Advanced disk paramters

GabrieleV · Dec 21, 2015

Hello,
I've read this article:
http://blogs.igalia.com/berto/2015/...formance-in-qemu-2-5-with-the-qcow2-l2-cache/
I would like to do some test using the -disk parameter l2-cache-size: is there a way to pass from proxmox this disk parameter ?
I see in man vm.conf that there are specific options, but didn't find out how to pass parameters specific to the disk images.

Thank you,
GV

dietmar · Dec 21, 2015

There is currently no way to set that. IMHO such things should be set by the framework automatically. Anyways, I would accept patches...

GabrieleV · Dec 21, 2015

I'll try on the command line ... if it's like stated in the article, may be useful to have such a feature.
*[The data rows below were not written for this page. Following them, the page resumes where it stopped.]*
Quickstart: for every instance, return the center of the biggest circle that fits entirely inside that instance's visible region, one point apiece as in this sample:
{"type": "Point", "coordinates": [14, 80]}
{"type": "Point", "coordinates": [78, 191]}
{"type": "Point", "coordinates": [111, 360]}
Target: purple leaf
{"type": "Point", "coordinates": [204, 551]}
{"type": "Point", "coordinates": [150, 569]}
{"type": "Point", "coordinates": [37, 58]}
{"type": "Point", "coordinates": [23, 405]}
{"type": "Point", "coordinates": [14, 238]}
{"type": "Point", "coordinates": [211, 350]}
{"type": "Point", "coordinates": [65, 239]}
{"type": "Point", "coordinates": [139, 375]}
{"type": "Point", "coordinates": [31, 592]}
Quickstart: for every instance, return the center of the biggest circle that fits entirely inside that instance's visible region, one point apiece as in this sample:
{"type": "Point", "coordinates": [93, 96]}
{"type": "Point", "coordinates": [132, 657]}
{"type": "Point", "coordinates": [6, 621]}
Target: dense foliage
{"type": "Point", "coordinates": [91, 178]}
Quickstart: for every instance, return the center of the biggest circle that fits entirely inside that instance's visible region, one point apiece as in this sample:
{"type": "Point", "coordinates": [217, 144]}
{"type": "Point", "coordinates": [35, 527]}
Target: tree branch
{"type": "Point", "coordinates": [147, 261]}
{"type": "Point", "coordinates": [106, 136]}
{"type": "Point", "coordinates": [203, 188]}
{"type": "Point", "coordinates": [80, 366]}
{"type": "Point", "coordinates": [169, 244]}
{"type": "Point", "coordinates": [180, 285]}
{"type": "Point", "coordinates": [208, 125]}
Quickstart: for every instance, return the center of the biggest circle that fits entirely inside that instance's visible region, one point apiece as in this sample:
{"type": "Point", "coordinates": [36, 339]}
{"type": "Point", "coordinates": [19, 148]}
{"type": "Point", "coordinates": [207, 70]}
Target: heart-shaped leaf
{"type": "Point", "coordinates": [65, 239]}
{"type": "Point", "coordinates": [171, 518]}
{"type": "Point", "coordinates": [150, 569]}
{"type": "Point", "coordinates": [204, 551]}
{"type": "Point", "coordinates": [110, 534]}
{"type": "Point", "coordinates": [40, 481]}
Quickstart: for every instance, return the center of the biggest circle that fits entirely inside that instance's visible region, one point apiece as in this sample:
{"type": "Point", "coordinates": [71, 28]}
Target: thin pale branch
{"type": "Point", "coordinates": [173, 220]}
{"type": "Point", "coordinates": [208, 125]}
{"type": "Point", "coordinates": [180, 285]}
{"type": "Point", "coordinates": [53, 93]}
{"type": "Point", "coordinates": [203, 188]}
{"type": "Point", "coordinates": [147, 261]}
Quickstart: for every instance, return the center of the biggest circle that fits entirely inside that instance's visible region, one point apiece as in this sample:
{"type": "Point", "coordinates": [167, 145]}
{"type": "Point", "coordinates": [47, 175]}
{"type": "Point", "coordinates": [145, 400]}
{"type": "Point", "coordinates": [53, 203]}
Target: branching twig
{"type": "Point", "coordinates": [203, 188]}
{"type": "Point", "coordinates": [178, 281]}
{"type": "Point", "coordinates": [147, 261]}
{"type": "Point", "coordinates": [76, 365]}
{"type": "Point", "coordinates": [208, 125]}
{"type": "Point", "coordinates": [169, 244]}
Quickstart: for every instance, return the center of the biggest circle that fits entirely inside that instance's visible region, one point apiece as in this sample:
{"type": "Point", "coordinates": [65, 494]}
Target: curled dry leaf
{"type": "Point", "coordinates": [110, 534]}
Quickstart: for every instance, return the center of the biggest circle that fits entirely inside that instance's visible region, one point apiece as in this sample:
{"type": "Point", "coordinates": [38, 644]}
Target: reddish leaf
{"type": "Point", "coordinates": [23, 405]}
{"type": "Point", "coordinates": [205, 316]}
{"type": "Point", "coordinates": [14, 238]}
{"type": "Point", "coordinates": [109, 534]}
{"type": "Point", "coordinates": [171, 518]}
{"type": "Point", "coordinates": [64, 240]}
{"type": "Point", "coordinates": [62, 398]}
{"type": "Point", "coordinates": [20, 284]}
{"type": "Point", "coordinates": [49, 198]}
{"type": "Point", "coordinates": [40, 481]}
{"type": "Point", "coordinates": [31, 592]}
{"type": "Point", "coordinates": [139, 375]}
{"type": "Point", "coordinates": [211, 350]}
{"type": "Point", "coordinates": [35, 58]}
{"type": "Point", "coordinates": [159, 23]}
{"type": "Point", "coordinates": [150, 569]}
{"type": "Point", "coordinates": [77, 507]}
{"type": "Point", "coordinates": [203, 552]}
I'll let you know.

Thank you for your reply,
GV

zetasyanthis · Oct 18, 2018

Following up on this long-idle thread... I've been running some experiments on Centos 7 and Proxmox (both using virsh under the hood) on top of NVMe drives. Seems to be pretty consistent that setting this value properly can result in a 4x increase in IOPS. Is there any way currently to set this option while creating a block device for a VM?

Lucio Magini · Nov 15, 2018

Tuning the Qcow L2 cache parameter seems to be very important for just "normal" Qcow disk sizes...

This is good explanation of the issue i copy and past from blogs.igalia.com/berto/2015/12/17/improving-disk-io-performance-in-qemu-2-5-with-the-qcow2-l2-cache/

A qcow2 file is organized in units of constant size called clusters. The virtual disk seen by the guest is also divided into guest clusters of the same size. QEMU defaults to 64KB clusters, but a different value can be specified when creating a new image:

qemu-img create -f qcow2 -o cluster_size=128K hd.qcow2 4G

In order to map the virtual disk as seen by the guest to the qcow2 image in the host, the qcow2 image contains a set of tables organized in a two-level structure. These are called the L1 and L2 tables.

There is one single L1 table per disk image. This table is small and is always kept in memory.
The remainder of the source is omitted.